Aujourd'hui, le projet de directive semble être sorti de son immobilisme depuis la reprise du dossier en juillet dernier par la présidence belge de l'UE. Le 15 octobre, un compromis a été voté de justesse, en première lecture, par les ministres européens des Transports alors que l’Espagne et l’Italie notamment y étaient toujours opposées.
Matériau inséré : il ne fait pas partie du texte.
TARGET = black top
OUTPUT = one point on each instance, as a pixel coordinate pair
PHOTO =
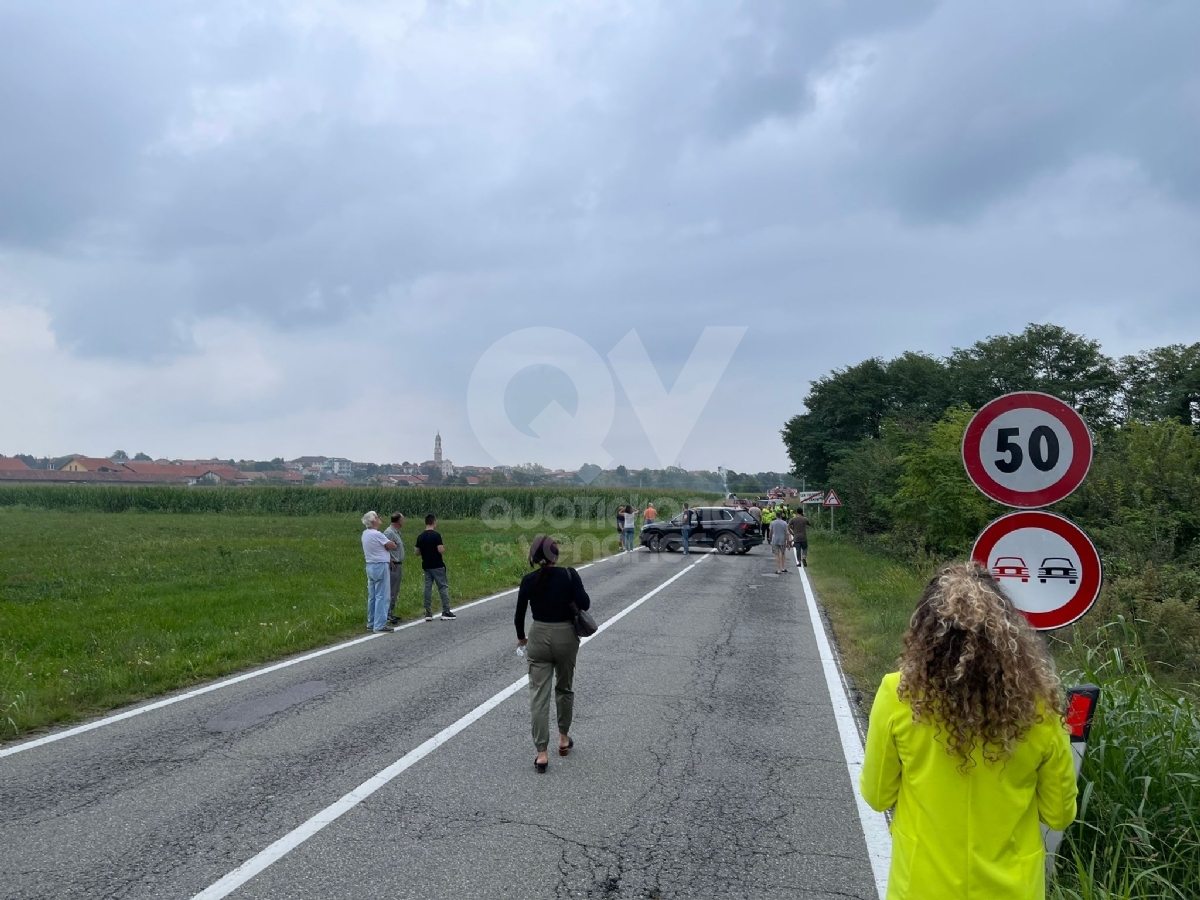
(550, 593)
(427, 544)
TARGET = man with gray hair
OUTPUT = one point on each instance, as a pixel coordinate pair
(396, 565)
(377, 549)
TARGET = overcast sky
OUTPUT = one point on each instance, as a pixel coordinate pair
(261, 229)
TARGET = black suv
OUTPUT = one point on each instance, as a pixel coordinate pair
(730, 531)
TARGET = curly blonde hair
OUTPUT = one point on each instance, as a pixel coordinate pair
(973, 667)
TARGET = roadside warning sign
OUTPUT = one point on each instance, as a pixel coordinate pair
(1045, 563)
(1027, 449)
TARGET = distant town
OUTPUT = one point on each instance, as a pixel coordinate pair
(120, 468)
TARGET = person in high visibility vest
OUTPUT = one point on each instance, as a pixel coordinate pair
(967, 742)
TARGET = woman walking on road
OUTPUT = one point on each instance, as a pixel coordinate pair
(967, 742)
(552, 646)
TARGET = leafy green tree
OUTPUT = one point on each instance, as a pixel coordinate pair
(851, 405)
(1141, 499)
(1042, 358)
(867, 477)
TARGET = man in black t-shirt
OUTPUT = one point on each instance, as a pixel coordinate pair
(430, 549)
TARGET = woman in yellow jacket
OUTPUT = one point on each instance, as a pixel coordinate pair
(966, 741)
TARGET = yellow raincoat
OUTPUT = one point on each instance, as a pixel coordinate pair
(970, 835)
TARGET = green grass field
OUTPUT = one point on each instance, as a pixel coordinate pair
(870, 600)
(99, 610)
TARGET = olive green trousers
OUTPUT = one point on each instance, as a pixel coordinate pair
(552, 649)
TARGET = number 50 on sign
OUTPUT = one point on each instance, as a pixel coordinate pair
(1027, 450)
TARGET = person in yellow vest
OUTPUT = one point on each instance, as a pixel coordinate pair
(768, 516)
(967, 742)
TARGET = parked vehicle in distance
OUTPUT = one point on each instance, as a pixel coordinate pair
(1011, 568)
(1057, 568)
(729, 531)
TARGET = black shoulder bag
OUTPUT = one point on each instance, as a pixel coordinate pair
(585, 625)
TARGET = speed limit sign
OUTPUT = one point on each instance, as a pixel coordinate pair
(1027, 450)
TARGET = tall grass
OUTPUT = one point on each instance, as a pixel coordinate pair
(568, 502)
(1138, 833)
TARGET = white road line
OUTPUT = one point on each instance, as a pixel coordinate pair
(228, 682)
(875, 826)
(219, 685)
(329, 815)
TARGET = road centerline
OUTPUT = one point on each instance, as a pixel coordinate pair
(293, 839)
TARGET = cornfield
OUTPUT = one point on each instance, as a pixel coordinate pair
(513, 503)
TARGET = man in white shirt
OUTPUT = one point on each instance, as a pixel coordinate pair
(377, 549)
(395, 564)
(779, 544)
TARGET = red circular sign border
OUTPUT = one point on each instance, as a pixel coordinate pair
(1080, 436)
(1089, 582)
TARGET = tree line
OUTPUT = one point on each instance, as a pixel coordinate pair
(887, 436)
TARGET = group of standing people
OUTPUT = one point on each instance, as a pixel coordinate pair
(627, 523)
(791, 533)
(384, 552)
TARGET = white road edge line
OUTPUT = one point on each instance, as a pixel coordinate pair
(229, 682)
(329, 815)
(219, 685)
(875, 825)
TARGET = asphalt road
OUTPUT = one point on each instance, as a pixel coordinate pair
(707, 765)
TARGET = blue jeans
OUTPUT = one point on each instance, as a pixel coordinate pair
(437, 576)
(377, 595)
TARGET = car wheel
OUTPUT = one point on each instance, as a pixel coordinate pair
(726, 544)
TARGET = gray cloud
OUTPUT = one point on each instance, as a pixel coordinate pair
(471, 168)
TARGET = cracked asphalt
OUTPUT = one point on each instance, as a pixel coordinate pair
(707, 765)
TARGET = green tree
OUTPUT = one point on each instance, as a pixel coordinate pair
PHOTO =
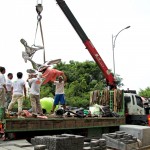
(145, 93)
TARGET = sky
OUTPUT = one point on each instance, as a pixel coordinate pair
(100, 20)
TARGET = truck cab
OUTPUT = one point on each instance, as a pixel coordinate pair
(134, 109)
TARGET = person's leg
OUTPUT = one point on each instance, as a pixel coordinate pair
(62, 101)
(8, 98)
(56, 101)
(38, 105)
(33, 103)
(2, 97)
(20, 102)
(13, 101)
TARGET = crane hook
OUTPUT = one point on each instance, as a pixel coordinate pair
(39, 8)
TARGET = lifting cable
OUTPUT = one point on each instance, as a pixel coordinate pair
(39, 9)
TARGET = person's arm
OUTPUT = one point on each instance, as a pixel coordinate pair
(64, 77)
(24, 87)
(4, 85)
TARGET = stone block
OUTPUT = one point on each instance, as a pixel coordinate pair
(140, 132)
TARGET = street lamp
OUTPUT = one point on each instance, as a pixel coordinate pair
(113, 45)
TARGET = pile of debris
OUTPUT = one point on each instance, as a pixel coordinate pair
(121, 140)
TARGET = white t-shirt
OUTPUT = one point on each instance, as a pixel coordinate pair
(8, 84)
(18, 86)
(59, 87)
(35, 85)
(2, 80)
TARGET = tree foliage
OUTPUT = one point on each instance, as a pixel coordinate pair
(82, 77)
(145, 93)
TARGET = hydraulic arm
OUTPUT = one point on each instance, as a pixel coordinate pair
(109, 77)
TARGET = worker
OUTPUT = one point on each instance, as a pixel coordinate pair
(3, 88)
(59, 92)
(35, 84)
(18, 88)
(9, 88)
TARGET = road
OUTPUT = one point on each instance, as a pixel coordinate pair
(15, 145)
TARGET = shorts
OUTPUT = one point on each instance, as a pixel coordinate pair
(59, 98)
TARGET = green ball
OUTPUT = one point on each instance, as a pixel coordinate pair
(47, 104)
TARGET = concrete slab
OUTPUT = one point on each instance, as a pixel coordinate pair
(140, 132)
(11, 148)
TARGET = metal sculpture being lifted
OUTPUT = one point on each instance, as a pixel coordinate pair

Le texte permet aux Etats membres qui le souhaitent d'imposer des frais de péage supplémentaires aux poids lourds pour la pollution et les nuisances sonores qu’ils génèrent. Si les péages actuels coûtent entre 15 et 25 centimes par kilomètre en moyenne pour les poids lourds, les pays membres pourront augmenter leurs tarifs de 4 centimes au kilomètre afin de tenir compte de ces nuisances et réorienter le fret vers des modes de transport moins polluants. En revanche, la taxe forfaitaire pour les embouteillages, proposée en 2008 par la Commission a été enterrée. Les Etats membres pourront finalement, en période de congestion, moduler les tarifs des péages en les majorant jusqu'à 175% aux heures de pointe mais seulement durant 5 heures par jour.
Des exemptions
L’application non contraignante de cette nouvelle directive, initialement prévue en 2012, concerne les axes transeuropéens élargis aux autoroutes (soit 30.000 km). Il s’agit donc de propositions ''facultatives''. Par ailleurs, le texte ne sera pas étendu à tous les poids lourds de plus 3,5 tonnes, contrairement au vote du Parlement. Les camions compris entre 3,5 tonnes et 12 tonnes ''les moins polluants'' pourront notamment bénéficier d'exemptions, selon le compromis. Les véhicules conformes aux normes EURO V et EURO VI sur les émissions des polluants atmosphériques (NOx, CO,..) seront exemptés de la redevance ''pendant quatre ans après que ces normes soient devenues applicables'', précise le Conseil des ministres. Ce qui implique que les véhicules de la classe d'émission EURO VI (en vigueur en 2014) seront exemptés jusqu'au 31 Décembre 2017. Tandis que les véhicules aux normes EURO V (effectives depuis octobre 2009) le seront jusqu'au 31 Décembre 2013, avant la mise en application des normes EURO VI.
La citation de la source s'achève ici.